As an EFL teacher in China you can teach in the public sector (i.e. schools, colleges and universities) or in the private sector (i.e. training schools and international schools). The public sector offers more job security and possibly more insurance. But the private sector offers higher salaries. If you’re only planning to stay in China for one year, it’s a good idea to work for a training school. That way, you can enjoy a good level of spending power as well as a manageable workload. Before you sign a contract with a training school, though, read the four points below. There are a few things you should be wary of.
NB: The large companies with schools all over China have a foothold in the West. This means they are legally entitled to employ foreigners and to issue work visas. This is not the case for the smaller, fly-by-night schools. Work there at your own risk.
I worked at a large, USA-based company whose Chinese headquarters is in Dalian. All the other schools are franchise schools. A franchise school buys the company books and adheres to company policy. The building owner is responsible for all major decisions, but he or she appoints a location manager who deals with the day-to-day running of the school. There is also an assistant foreign manager who acts as the first point of contact for the foreign teachers working at the school.

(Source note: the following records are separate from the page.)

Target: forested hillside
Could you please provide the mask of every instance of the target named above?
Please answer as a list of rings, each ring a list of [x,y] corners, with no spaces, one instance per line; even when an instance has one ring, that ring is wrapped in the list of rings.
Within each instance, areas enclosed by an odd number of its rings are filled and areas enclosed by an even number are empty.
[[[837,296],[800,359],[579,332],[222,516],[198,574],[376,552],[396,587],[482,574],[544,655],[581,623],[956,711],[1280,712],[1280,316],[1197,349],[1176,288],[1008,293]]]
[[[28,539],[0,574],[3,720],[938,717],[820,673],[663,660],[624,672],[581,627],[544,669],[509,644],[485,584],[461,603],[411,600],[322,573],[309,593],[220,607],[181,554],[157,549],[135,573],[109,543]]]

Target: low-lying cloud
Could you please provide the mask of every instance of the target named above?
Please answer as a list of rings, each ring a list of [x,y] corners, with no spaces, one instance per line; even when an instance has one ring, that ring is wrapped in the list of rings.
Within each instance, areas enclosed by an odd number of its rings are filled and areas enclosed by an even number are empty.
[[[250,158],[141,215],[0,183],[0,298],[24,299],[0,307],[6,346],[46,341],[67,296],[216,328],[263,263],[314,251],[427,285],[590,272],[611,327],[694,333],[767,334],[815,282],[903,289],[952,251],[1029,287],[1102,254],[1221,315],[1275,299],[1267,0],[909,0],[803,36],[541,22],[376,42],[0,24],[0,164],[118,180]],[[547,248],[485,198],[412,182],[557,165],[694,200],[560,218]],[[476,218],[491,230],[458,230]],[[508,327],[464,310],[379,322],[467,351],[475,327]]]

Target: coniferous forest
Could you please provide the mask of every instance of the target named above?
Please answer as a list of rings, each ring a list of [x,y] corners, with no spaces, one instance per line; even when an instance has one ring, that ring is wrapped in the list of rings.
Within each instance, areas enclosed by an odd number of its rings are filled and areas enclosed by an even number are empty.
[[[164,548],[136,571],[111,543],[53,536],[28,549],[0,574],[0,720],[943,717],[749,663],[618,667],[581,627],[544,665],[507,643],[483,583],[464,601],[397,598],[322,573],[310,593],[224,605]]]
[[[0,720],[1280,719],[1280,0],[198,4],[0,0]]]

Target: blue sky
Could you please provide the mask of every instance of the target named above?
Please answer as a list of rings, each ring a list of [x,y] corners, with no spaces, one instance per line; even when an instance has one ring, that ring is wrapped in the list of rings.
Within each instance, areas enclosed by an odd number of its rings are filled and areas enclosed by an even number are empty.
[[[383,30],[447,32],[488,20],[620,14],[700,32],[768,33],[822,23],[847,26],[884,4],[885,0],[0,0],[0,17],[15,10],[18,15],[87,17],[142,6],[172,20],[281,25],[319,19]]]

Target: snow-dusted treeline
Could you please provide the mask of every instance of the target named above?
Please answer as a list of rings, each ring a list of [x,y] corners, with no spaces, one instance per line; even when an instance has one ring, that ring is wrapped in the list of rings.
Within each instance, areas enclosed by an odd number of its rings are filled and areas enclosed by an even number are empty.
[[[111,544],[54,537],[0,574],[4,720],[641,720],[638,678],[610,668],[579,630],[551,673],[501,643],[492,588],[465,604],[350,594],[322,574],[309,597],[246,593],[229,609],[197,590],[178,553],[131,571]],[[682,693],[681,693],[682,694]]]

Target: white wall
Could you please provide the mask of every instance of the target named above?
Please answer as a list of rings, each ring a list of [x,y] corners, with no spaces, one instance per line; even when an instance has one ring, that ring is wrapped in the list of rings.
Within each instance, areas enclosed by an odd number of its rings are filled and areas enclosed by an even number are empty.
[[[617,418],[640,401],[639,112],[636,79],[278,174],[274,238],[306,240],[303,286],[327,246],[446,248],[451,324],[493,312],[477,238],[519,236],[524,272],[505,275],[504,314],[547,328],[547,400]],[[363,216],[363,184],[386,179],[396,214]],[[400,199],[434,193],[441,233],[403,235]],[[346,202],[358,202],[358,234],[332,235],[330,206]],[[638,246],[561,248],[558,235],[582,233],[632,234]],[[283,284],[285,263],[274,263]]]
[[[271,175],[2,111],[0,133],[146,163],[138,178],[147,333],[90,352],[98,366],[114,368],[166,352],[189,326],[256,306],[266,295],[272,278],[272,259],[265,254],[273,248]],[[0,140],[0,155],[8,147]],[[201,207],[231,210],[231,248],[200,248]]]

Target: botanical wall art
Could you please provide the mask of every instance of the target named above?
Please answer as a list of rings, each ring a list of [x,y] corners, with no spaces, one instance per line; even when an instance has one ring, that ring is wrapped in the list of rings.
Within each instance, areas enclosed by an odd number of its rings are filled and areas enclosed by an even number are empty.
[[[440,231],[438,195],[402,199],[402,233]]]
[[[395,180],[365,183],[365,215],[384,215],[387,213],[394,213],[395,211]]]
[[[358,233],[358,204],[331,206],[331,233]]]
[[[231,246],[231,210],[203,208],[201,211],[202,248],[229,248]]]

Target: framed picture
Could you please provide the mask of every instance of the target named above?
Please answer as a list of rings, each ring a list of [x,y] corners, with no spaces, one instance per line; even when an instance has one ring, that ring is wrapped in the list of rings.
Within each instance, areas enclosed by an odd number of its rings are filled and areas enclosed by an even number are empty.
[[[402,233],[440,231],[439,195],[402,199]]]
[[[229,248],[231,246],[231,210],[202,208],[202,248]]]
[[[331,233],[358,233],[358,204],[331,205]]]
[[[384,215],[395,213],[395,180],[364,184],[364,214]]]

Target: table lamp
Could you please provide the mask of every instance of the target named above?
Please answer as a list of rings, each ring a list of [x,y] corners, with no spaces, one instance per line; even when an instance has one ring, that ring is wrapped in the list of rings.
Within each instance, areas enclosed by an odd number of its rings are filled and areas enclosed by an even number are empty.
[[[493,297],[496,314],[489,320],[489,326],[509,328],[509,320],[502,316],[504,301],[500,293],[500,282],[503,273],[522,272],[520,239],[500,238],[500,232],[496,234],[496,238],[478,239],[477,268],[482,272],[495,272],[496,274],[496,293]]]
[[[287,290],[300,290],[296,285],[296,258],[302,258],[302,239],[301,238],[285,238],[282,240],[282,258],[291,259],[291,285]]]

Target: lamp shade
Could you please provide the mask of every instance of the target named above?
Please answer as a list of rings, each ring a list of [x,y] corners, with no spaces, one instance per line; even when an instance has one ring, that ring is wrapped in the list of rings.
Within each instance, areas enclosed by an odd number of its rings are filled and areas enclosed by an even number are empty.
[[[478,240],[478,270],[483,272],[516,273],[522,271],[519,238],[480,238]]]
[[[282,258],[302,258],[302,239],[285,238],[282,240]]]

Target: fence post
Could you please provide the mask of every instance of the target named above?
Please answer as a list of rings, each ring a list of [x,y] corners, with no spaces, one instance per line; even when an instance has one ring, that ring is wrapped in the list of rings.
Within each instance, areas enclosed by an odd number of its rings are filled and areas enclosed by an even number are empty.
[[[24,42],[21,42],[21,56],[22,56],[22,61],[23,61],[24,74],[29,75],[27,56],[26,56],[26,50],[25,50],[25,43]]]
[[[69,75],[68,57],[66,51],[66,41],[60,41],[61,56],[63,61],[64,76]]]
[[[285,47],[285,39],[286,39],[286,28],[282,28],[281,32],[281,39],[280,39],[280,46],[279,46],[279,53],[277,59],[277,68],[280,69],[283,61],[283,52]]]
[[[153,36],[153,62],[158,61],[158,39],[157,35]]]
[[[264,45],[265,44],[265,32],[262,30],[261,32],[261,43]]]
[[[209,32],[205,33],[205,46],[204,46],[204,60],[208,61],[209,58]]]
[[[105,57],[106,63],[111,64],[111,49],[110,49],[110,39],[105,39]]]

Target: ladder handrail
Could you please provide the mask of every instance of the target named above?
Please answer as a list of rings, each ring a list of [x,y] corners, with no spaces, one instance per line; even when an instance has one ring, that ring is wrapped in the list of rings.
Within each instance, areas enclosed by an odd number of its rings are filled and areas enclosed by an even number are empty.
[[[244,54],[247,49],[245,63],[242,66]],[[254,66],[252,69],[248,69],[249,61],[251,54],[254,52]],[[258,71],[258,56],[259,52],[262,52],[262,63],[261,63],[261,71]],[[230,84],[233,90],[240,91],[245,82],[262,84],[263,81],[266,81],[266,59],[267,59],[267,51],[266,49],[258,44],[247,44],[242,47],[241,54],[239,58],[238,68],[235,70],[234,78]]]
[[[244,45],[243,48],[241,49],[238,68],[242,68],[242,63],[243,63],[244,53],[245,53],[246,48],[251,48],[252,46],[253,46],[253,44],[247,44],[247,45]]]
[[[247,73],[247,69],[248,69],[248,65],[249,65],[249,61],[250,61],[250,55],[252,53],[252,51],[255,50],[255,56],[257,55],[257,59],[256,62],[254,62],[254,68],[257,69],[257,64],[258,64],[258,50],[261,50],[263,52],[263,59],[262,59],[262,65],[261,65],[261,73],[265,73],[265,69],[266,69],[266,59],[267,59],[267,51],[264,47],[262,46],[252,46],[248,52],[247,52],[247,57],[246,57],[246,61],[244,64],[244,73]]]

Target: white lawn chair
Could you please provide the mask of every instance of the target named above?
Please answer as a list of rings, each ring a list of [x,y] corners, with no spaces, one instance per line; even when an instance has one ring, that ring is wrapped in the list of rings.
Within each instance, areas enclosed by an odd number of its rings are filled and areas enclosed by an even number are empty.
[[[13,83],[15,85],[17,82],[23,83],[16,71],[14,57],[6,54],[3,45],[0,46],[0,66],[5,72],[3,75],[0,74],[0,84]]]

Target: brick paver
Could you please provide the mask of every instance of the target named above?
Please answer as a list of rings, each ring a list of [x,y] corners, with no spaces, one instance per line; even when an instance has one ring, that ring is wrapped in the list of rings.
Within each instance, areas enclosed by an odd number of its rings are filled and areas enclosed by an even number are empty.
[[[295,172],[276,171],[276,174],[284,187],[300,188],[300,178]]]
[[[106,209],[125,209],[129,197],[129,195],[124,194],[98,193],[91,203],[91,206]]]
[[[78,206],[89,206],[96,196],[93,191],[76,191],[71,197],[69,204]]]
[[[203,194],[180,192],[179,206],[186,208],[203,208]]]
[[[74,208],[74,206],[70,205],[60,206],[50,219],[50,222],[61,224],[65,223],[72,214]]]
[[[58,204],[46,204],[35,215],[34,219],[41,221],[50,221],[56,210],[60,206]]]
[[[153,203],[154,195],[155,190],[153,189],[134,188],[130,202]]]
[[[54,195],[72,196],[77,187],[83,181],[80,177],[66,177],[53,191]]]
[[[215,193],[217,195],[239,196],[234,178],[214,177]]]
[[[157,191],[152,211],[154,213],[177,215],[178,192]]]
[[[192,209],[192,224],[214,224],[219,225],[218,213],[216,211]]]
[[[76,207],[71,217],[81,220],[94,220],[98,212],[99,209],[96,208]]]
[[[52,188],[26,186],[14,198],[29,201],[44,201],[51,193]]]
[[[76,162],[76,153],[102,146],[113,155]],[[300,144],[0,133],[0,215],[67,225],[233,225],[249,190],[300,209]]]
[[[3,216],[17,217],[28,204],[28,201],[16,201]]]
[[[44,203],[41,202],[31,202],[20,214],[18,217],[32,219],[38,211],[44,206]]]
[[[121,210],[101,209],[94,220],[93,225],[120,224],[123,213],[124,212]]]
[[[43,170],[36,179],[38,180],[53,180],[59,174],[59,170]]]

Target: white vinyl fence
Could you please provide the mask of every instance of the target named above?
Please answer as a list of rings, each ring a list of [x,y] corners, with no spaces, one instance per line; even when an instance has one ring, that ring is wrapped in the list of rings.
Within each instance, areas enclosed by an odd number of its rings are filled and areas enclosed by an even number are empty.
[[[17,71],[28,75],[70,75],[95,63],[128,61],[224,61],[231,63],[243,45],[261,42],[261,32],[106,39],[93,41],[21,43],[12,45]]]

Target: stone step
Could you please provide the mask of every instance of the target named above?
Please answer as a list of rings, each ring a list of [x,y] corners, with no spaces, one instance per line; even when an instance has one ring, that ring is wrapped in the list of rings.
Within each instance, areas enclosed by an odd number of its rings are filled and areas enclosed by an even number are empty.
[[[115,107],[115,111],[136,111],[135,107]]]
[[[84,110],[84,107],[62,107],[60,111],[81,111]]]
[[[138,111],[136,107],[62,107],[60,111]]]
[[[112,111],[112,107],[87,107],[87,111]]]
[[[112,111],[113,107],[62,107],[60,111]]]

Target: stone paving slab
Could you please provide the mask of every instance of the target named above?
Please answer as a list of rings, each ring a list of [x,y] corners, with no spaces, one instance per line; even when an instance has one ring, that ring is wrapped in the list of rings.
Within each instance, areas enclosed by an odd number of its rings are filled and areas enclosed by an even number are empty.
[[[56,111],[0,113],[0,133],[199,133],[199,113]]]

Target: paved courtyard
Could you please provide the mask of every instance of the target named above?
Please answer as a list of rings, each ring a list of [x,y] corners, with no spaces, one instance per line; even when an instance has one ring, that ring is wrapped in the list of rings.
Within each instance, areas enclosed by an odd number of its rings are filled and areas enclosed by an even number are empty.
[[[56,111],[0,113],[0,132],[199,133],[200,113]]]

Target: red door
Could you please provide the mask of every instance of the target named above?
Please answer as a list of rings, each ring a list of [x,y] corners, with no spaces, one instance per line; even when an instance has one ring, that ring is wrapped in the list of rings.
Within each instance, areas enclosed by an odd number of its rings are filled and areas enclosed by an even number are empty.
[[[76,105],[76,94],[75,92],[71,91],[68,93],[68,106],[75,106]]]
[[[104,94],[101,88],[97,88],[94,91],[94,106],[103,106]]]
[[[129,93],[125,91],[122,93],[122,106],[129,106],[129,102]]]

Your experience at the language school will depend entirely on the owner-manager team. Expect the owner to be a businessperson with no interest in education. He or she will put a lot of pressure on the location manager to increase re-sign rates. In fact, the management in general may not even care about teaching and learning. The foreign manager has very little responsibility.
2. Re-sign rates
EFL positions in China are de-professionalized. This means that EFL teaching is not treated as a trained profession. A lot of people refuse to believe that native speakers need training to teach their own language. But EFL has university courses, research programs and academic journals. In short, it’s a true profession.
I came to China to teach English. I tried my best to stay professional as well as to care about the teaching and learning of my students. I took my job seriously because, for me, education is a serious thing. My company could not understand that I could like children and take my job seriously at the same time. I taught there for a year and not once did they accept that I could do my job to a satisfactory standard. Re-sign rates and games are all that matter.
If you work for a private language school you will be busy in the evenings and on the weekends. I signed a 23-hour contract, which amounted to 20 teaching hours plus 3 office hours over a 4-day week. The office hours were for meetings, workshops and lesson planning. The foreign manager may be responsible for checking the standard of your lesson plans, but in my case that never happened. There are two things to bear in mind here. First, your language school may have contracts with local public schools (and/or kindergartens). This will mean working at other locations. Second, your location manager may think you are paid for your teaching hours, although you are actually paid for your time. Don’t forget that teaching hours do not include travelling time.
The Chinese tend to have a relaxed view of contracts and in some cases a contract is little more than a vague statement of intent. That said, a well-established language school should give you a detailed employment contract that covers grievance procedures, exit clauses and restrictions concerning outside work. It is common for a language school to bar you from taking any other jobs for the duration of the contract. I suggest that you try to make the contract even more explicit by including a clause dealing with notice periods. It is not right, for instance, for your location manager to make changes to your schedule without first giving you 24-hours’ notice. In addition, you need to know if your days off are fixed and whether or not they should be consecutive.
You may find you have to fight for your rights. Make sure you know the contract inside-out because, if you don’t, you will be exploited.